A long-term Olympic partnership showcases the cloud computing power of Alibaba and makes it a global player in the sports tech industry.




Photo via Alibaba

Alibaba, China’s massive e-commerce company, is making its presence felt in sports.

The Chinese company first entered the sports realm in 2017, signing a long-term partnership with the IOC to become the official “Cloud Infrastructure and Services” and “E-Commerce Platform” partner of the Olympics.

Heading into the 2020 Tokyo Olympic games, Alibaba has partnered with Intel with intentions to develop the first AI-powered 3D tracking technology. The partnership will utilize Alibaba’s cloud computing with Intel’s hardware and deep-learning algorithms.

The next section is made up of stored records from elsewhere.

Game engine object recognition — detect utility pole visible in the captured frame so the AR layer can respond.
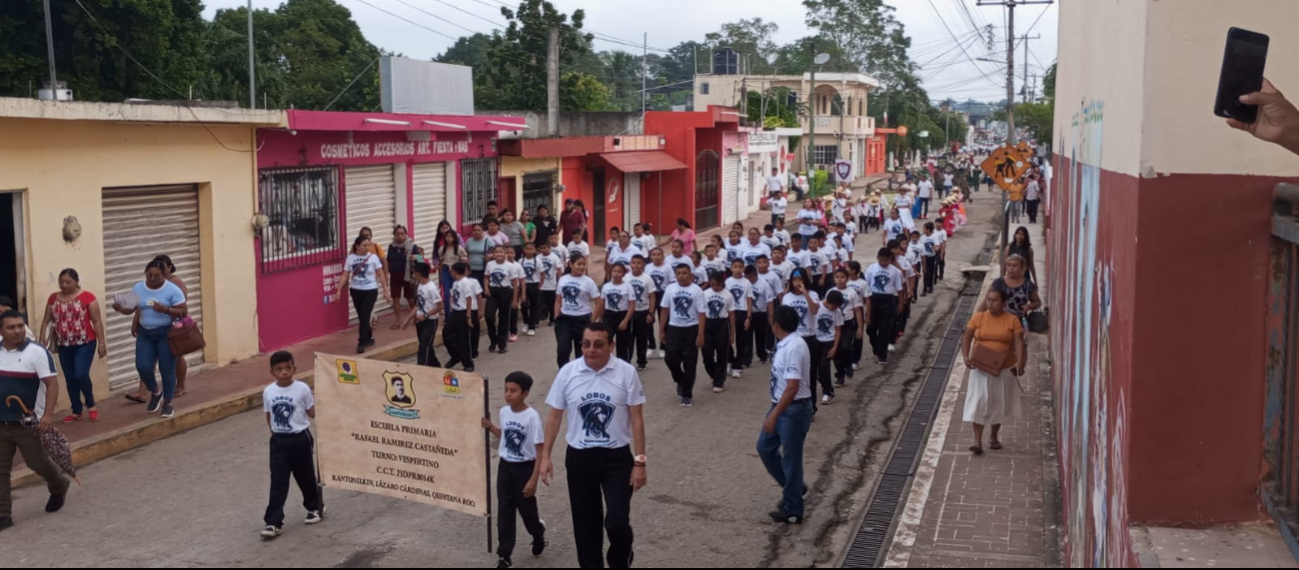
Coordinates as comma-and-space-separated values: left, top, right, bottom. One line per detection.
45, 0, 58, 101
546, 25, 560, 136
246, 0, 257, 109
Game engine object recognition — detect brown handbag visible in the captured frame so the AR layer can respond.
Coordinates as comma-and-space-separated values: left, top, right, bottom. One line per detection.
166, 318, 208, 357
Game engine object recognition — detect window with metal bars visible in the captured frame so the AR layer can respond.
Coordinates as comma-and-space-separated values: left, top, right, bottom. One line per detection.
257, 166, 343, 273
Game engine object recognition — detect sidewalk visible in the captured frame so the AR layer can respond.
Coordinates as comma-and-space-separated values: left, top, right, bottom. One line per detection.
885, 218, 1061, 567
13, 313, 418, 487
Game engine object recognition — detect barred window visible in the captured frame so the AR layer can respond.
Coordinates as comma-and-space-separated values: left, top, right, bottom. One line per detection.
257, 166, 342, 273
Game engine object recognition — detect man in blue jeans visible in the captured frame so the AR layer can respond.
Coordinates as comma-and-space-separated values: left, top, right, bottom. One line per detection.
757, 306, 812, 525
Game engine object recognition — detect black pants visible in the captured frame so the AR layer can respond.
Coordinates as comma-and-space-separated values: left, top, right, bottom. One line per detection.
487, 287, 514, 348
523, 283, 540, 330
555, 314, 591, 367
442, 310, 478, 369
604, 310, 635, 362
631, 310, 655, 366
866, 295, 898, 361
264, 431, 325, 528
925, 254, 938, 293
730, 310, 753, 369
744, 310, 772, 364
564, 447, 634, 567
662, 325, 699, 397
496, 460, 542, 560
704, 318, 731, 388
414, 318, 446, 369
536, 290, 555, 326
351, 290, 379, 344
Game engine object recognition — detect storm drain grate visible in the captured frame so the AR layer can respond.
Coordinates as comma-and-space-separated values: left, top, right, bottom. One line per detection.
842, 296, 976, 567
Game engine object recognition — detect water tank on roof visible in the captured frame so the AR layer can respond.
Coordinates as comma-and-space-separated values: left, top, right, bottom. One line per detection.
713, 48, 739, 75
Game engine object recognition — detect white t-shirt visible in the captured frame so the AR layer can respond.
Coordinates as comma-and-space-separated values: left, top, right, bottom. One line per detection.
414, 279, 442, 319
866, 264, 903, 295
781, 291, 821, 336
344, 253, 383, 291
261, 380, 316, 434
483, 261, 514, 290
600, 279, 637, 313
739, 240, 772, 265
546, 357, 646, 449
568, 242, 591, 264
766, 197, 790, 216
772, 335, 812, 404
559, 275, 600, 317
799, 209, 824, 235
451, 277, 483, 310
496, 406, 546, 464
536, 252, 564, 291
659, 283, 704, 327
627, 273, 657, 310
726, 277, 755, 312
816, 303, 847, 343
917, 180, 934, 202
704, 287, 735, 319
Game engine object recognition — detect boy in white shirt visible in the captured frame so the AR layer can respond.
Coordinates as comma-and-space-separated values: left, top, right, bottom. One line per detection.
483, 371, 546, 567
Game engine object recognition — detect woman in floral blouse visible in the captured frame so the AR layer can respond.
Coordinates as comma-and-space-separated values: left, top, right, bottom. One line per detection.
39, 269, 108, 423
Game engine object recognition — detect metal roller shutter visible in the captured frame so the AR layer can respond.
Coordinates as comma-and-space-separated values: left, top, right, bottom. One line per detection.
410, 162, 447, 245
722, 155, 739, 226
101, 186, 203, 392
622, 173, 640, 231
343, 165, 394, 325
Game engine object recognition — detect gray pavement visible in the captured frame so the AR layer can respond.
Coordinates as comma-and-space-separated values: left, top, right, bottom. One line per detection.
0, 192, 999, 567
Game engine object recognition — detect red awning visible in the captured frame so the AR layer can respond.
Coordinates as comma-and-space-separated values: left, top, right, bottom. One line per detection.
600, 151, 686, 173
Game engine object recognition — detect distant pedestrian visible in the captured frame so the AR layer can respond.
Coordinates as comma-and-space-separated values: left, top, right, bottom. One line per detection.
757, 306, 812, 525
540, 323, 648, 567
39, 269, 108, 423
261, 351, 325, 540
483, 371, 546, 567
961, 284, 1028, 456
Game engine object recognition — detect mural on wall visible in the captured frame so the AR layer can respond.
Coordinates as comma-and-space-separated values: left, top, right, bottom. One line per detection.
1048, 101, 1130, 566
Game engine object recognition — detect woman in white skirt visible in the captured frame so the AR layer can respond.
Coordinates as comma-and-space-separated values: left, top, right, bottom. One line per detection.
961, 283, 1028, 456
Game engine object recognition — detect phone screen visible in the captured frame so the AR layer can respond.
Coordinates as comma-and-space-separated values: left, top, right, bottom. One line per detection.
1215, 29, 1268, 123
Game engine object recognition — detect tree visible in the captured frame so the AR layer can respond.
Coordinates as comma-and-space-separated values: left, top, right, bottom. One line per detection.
560, 71, 609, 110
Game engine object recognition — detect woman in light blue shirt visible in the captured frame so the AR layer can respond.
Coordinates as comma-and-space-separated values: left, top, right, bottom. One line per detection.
114, 260, 187, 418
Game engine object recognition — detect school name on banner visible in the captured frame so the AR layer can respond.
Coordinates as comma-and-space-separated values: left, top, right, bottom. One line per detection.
316, 353, 490, 517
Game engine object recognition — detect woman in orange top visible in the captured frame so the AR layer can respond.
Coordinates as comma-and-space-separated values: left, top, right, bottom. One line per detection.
961, 283, 1028, 456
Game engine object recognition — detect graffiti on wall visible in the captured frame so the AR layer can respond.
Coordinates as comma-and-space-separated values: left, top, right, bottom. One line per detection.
1048, 101, 1130, 566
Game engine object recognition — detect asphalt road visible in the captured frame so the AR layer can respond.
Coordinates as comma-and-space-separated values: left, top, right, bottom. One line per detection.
0, 192, 1000, 567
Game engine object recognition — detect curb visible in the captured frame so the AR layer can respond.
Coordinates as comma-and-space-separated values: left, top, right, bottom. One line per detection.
10, 340, 420, 488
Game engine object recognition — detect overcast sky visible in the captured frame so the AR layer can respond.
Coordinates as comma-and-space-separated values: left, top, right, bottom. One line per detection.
205, 0, 1059, 100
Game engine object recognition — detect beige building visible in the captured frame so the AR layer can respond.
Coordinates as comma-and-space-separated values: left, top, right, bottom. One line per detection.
695, 73, 879, 178
0, 99, 284, 396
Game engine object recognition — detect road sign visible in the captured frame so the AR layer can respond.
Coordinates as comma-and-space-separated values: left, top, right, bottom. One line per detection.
979, 145, 1029, 191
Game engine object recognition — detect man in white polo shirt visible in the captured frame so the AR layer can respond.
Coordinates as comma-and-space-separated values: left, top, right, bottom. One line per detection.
757, 306, 812, 525
0, 310, 68, 530
540, 322, 647, 567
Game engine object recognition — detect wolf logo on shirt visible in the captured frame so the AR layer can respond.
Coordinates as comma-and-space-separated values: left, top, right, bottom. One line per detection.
577, 400, 613, 440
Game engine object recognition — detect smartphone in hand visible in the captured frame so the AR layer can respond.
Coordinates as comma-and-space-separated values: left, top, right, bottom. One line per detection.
1213, 27, 1270, 123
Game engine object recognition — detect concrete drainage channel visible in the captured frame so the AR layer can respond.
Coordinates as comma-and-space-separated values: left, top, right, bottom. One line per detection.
840, 234, 1000, 567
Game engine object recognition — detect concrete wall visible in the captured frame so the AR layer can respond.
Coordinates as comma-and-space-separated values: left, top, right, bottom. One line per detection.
0, 118, 257, 401
477, 110, 644, 139
1046, 0, 1299, 566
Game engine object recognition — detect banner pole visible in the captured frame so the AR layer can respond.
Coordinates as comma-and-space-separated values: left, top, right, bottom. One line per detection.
483, 374, 492, 554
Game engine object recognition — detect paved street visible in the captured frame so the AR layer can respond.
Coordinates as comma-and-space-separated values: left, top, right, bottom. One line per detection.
0, 192, 999, 567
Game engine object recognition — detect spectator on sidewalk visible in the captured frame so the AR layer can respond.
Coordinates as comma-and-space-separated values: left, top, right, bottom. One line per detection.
961, 283, 1028, 456
0, 310, 69, 531
40, 269, 108, 423
757, 306, 812, 525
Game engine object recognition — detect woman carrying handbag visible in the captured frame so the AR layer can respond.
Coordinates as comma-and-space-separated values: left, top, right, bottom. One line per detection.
961, 282, 1028, 456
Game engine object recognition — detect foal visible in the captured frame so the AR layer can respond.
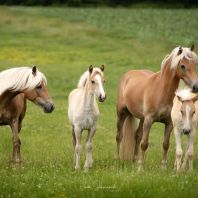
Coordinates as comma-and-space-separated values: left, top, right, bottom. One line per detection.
68, 65, 106, 169
171, 89, 198, 172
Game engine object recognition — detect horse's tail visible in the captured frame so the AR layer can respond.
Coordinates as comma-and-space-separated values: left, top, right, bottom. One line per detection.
122, 115, 136, 160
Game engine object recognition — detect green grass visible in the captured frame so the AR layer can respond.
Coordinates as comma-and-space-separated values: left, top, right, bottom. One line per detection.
0, 7, 198, 198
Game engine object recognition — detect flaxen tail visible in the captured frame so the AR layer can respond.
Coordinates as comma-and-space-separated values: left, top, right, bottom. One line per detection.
121, 116, 136, 160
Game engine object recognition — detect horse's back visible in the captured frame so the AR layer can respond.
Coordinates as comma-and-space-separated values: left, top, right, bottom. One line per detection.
117, 70, 154, 116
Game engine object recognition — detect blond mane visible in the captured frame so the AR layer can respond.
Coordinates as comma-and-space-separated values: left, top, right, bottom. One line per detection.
77, 67, 103, 88
161, 47, 197, 69
0, 67, 47, 95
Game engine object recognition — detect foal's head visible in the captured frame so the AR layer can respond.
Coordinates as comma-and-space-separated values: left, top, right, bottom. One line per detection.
24, 66, 54, 113
171, 45, 198, 93
89, 65, 106, 102
177, 95, 198, 135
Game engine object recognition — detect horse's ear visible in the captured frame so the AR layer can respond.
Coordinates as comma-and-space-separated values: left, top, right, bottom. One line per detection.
177, 95, 182, 102
190, 44, 195, 52
177, 46, 183, 55
192, 96, 198, 103
89, 65, 93, 74
32, 66, 36, 76
100, 65, 104, 72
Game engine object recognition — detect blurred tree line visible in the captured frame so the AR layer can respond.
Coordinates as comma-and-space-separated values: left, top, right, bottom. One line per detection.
0, 0, 198, 8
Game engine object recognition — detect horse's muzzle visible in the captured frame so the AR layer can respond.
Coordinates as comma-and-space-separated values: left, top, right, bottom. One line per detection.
192, 81, 198, 93
42, 102, 55, 113
98, 95, 106, 102
183, 129, 191, 135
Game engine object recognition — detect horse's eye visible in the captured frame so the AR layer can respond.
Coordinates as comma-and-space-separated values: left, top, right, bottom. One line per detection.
181, 65, 186, 70
36, 85, 42, 89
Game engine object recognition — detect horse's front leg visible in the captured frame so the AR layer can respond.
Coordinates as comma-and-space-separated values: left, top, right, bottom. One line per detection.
182, 130, 194, 170
115, 112, 127, 159
84, 126, 96, 169
174, 128, 183, 173
138, 117, 153, 171
74, 127, 82, 170
162, 121, 173, 169
133, 119, 144, 161
10, 119, 21, 163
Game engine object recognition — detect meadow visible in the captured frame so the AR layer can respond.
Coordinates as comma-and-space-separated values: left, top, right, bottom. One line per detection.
0, 7, 198, 198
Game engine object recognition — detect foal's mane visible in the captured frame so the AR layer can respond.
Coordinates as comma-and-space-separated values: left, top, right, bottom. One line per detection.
161, 47, 197, 70
77, 67, 103, 88
0, 67, 47, 95
175, 87, 196, 101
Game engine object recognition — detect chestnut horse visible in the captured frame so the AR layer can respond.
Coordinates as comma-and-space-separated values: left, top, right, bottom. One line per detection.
0, 66, 54, 163
171, 88, 198, 173
68, 65, 106, 170
116, 46, 198, 170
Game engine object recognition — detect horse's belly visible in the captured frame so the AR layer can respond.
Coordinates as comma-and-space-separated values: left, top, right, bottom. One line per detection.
77, 115, 98, 129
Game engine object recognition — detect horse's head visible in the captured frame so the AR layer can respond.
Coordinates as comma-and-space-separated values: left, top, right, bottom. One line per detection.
175, 45, 198, 93
24, 66, 54, 113
89, 65, 106, 102
177, 96, 198, 135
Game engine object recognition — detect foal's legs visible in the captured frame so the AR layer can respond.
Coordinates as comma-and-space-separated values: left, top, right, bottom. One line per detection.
72, 125, 76, 149
182, 131, 194, 170
84, 127, 96, 169
74, 127, 82, 170
174, 128, 183, 172
115, 110, 127, 159
11, 119, 21, 163
134, 120, 144, 161
162, 121, 173, 169
138, 116, 153, 170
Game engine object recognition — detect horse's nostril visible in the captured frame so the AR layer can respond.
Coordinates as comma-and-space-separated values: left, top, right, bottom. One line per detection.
51, 105, 55, 111
183, 129, 191, 135
192, 84, 198, 93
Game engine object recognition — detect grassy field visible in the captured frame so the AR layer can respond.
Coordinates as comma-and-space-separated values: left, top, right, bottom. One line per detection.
0, 7, 198, 198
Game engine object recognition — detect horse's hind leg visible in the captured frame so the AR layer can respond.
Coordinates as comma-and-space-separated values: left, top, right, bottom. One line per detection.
162, 122, 173, 169
138, 116, 153, 171
74, 127, 82, 170
134, 120, 144, 161
11, 119, 21, 163
182, 131, 194, 170
115, 109, 127, 159
84, 127, 96, 169
72, 125, 76, 149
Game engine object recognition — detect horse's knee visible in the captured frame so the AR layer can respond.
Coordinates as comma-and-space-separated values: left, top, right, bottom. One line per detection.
163, 142, 169, 151
13, 139, 21, 148
135, 132, 142, 142
75, 145, 82, 154
187, 150, 194, 160
176, 149, 183, 158
116, 132, 123, 142
141, 141, 149, 151
86, 143, 92, 152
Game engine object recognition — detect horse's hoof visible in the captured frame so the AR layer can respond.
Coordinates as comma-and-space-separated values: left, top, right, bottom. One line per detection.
75, 166, 80, 171
114, 154, 120, 160
161, 160, 167, 171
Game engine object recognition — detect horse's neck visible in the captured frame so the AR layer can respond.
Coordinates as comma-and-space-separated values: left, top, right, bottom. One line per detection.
83, 82, 95, 109
0, 91, 20, 108
159, 61, 180, 103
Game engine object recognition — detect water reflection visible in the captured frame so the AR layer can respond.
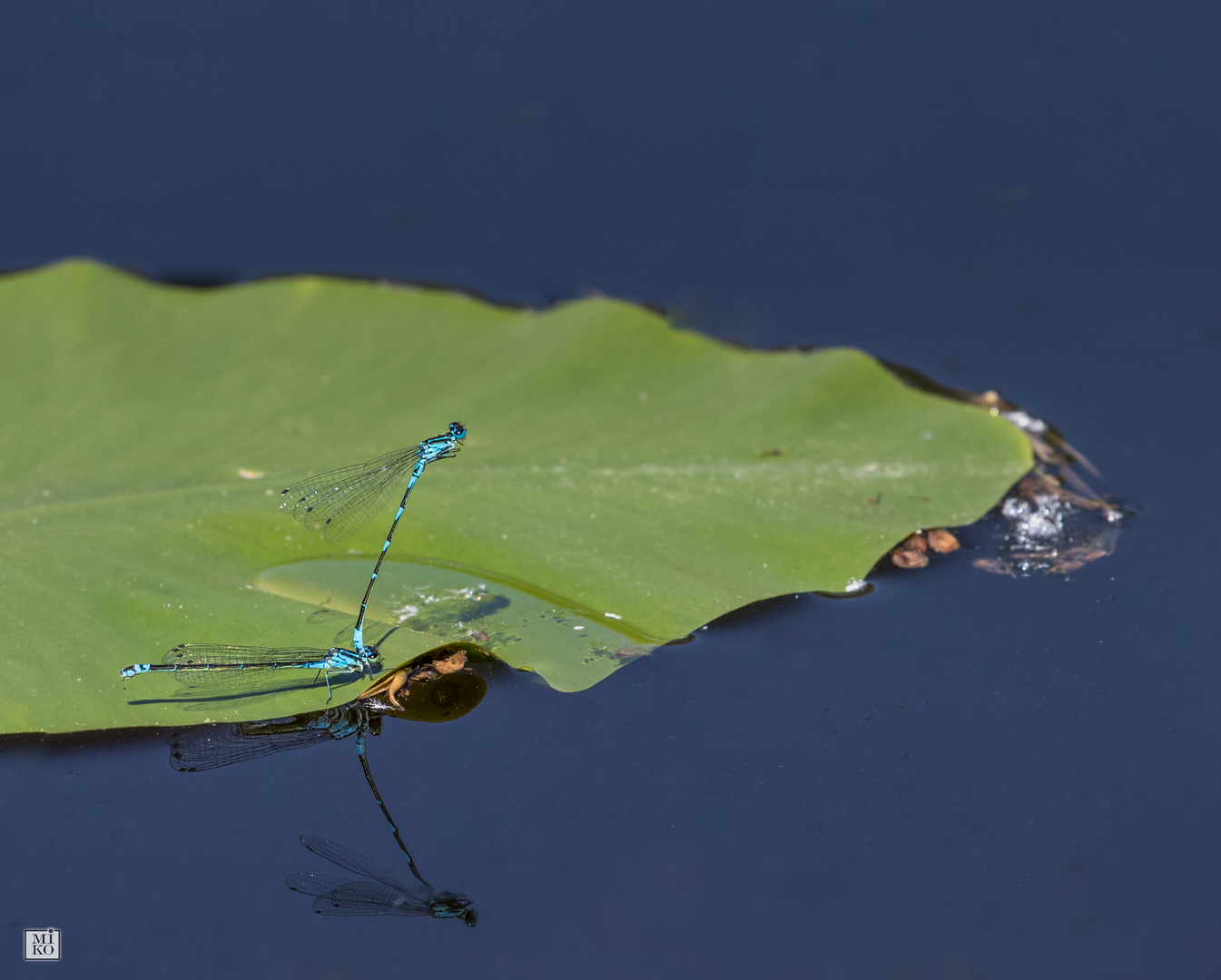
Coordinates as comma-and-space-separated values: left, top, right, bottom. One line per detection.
170, 643, 492, 925
284, 836, 475, 926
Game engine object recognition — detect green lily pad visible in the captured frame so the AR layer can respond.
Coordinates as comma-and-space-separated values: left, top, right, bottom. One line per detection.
0, 261, 1030, 731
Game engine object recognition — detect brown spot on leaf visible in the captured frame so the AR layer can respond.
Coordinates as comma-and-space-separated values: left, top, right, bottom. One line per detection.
927, 527, 961, 554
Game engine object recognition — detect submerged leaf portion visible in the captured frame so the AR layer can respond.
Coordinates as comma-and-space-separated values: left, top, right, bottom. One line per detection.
0, 261, 1030, 731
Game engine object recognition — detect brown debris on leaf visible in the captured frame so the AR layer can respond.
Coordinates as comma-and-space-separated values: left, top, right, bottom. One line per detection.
926, 527, 962, 554
882, 361, 1125, 576
891, 531, 928, 569
360, 648, 467, 709
891, 527, 961, 569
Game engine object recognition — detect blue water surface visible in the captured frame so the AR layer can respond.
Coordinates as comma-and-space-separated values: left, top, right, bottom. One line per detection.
0, 0, 1221, 980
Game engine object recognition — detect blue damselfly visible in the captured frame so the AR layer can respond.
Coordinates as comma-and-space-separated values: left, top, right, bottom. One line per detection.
120, 643, 379, 701
280, 422, 467, 652
170, 648, 487, 888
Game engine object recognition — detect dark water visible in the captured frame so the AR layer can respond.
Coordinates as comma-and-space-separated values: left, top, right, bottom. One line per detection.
0, 0, 1221, 979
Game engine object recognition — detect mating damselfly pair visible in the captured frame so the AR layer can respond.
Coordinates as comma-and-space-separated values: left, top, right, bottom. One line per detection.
120, 422, 467, 701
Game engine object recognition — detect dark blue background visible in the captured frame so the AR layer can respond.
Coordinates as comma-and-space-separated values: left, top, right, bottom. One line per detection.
0, 0, 1221, 980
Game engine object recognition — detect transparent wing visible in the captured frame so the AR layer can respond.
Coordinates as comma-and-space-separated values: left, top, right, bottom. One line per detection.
284, 874, 348, 895
170, 719, 336, 772
314, 881, 432, 916
280, 446, 420, 542
300, 835, 408, 891
162, 643, 344, 692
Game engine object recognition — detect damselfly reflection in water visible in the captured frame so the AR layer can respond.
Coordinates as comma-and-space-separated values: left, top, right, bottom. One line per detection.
284, 836, 475, 925
170, 644, 487, 887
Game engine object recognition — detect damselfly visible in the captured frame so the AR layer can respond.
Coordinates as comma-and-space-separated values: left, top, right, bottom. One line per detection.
170, 650, 487, 887
120, 643, 379, 701
280, 422, 467, 652
284, 836, 475, 925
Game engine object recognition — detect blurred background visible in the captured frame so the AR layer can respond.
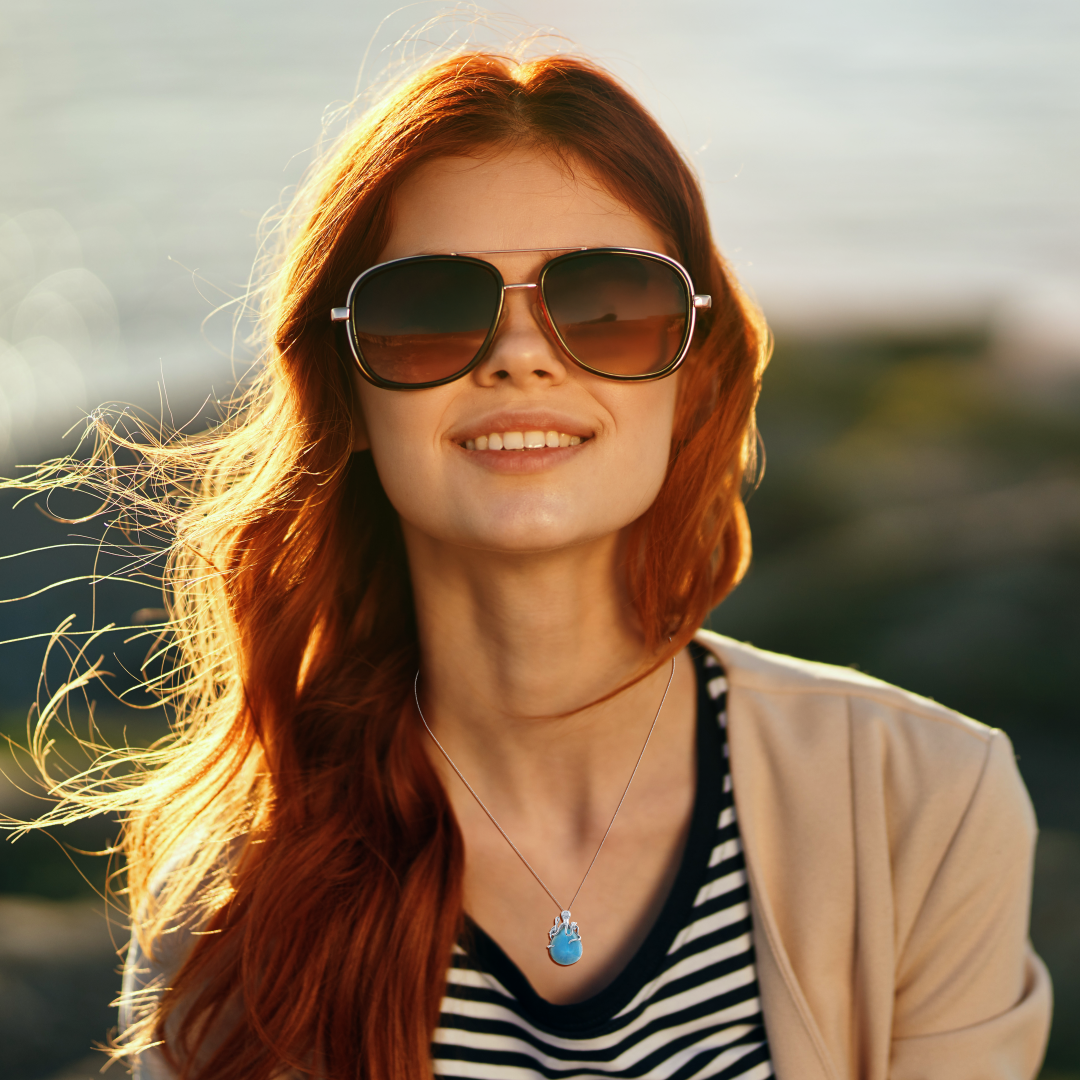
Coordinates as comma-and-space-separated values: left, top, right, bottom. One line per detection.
0, 0, 1080, 1080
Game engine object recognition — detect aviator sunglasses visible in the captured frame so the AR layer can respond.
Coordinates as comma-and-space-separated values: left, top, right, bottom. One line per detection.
330, 247, 713, 390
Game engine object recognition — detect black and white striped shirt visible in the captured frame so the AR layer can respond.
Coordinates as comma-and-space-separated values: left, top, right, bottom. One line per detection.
432, 644, 773, 1080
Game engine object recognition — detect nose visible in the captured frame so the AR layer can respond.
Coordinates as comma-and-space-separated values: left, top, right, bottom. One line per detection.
473, 285, 569, 387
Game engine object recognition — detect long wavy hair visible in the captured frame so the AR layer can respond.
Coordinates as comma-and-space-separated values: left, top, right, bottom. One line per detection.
6, 52, 768, 1080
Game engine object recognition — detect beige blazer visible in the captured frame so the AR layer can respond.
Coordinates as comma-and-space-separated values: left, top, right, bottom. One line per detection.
698, 631, 1051, 1080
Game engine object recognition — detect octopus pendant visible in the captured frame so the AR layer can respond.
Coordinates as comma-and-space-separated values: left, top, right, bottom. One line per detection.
548, 912, 581, 968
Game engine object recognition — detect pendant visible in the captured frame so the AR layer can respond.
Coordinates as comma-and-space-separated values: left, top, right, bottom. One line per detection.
548, 912, 581, 968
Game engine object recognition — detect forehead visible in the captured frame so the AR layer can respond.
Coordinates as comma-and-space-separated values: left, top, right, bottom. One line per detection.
380, 149, 670, 261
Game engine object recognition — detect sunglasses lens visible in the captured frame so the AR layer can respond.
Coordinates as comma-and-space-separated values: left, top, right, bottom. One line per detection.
543, 252, 691, 375
351, 258, 500, 384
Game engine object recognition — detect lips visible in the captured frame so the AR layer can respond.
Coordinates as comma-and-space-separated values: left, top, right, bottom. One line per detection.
464, 428, 588, 450
450, 409, 595, 453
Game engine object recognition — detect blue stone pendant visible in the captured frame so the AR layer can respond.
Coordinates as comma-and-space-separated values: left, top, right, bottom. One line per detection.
548, 912, 581, 968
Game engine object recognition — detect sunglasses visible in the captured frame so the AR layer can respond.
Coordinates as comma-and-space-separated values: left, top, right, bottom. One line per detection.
330, 247, 713, 390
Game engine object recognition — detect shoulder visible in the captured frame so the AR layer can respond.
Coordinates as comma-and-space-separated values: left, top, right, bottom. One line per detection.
697, 630, 1003, 753
698, 631, 1035, 842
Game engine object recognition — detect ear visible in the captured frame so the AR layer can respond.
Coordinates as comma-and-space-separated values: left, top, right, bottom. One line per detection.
352, 372, 372, 454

The partnership with Intel will hopefully bring Alibaba more name recognition and insight into the company’s operations, said Joey Tan, Alibaba Cloud head of global initiatives and general manager of sports business unit.

“It’s just getting the brand out there,” Tan said at CES this week in Las Vegas.

Alibaba Cloud is the world’s third largest cloud provider, behind Microsoft and AWS, and its foray into sports has all been cloud-driven. Tan said Alibaba’s exploration into sports is about four key points: digitizing fan engagement, innovative broadcasts, cost-effective operations, and high-performance athletic training.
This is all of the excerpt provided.